Mr. Sharma purchases a car worth Rs. 12 lakh from an authorized dealer. As per the TCS rules mentioned above, he has to pay the TCS tax at the rate of 1%, i.e., Rs. 12,000. So, the total amount payable to the dealer with TCS applicability becomes Rs. 12.12 lakh.

More about TCS tax payments and returns

  • The amount collected by a Government office should be deposited on the same day. 
  • The seller needs to deposit the TCS on sale of goods in Challan 281 within seven days from the last day of the month during which the tax was collected.
  • In case the tax collector who is responsible for collecting TCS charges and depositing to the govt. does not collect the TCS or does not pay them to the govt. after collecting it, he will be liable to pay interest at the rate of 1% per month or a part of the month.
  • Tax collectors also need to submit a quarterly TCS tax return via Form 27EQ. Also, any interest related to the delay in payment of the tax as per TCS rules should be paid before filing the return.
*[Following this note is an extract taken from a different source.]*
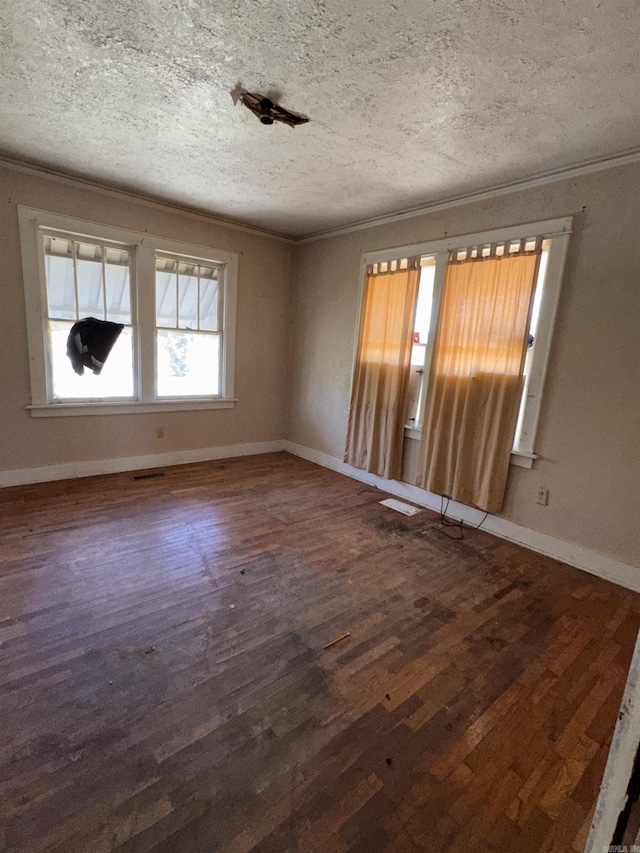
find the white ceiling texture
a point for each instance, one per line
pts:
(411, 101)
What is a TCS certificate?

TCS certificate refers to the certificate provided by the tax collector to the buyer on filing his quarterly return for the tax collected at source. Form 27D refers to the certificate issued for the TCS tax returns and it contains the following information:

  • Buyer and seller names
  • PAN of both buyer and seller
  • TAN of seller filing the quarterly returns
  • Total tax collected at source by the seller\
  • Tax collection date
  • Rate of TCS applied

This certificate must be issued within 15 days from the date when TCS tax quarterly returns are filed.

TCS due dates for different quarters 

For the quarter ending on TCS return due dateDate to generate Form 27D
30 June15 July30 July
30 September15 October 30 October
31 December 15 January 30 January
31 March 15 May 30 May

TCS rules for tax exemptions

The tax collected at source is exempted when:

  • When the eligible goods are purchased for personal use
  • When the buyer purchases the goods for processing, manufacturing, and production, and not for trading

FAQs

What will happen if I file the return for tax collected at source later than the due date?

If the seller fails to file the TCS tax return on or before the due date mentioned above, a late fee of Rs. 200 per day must be paid. However, the amount of late fee should not exceed the TCS charges payable.

What will happen on filing an incorrect TCS return?

A penalty can also be imposed under Section 271H if the tax collector files an incorrect return for TCS on sale of goods. This penalty can range from Rs. 1,000 to Rs. 1,00,000. 

Is TCS refundable?

TCS collected using a buyer’s PAN is available for adjustment.

What is TCS tax used for?

The tax collected at source is the same as income tax revenue in a financial year. It is used for the country’s infrastructural development, education, etc.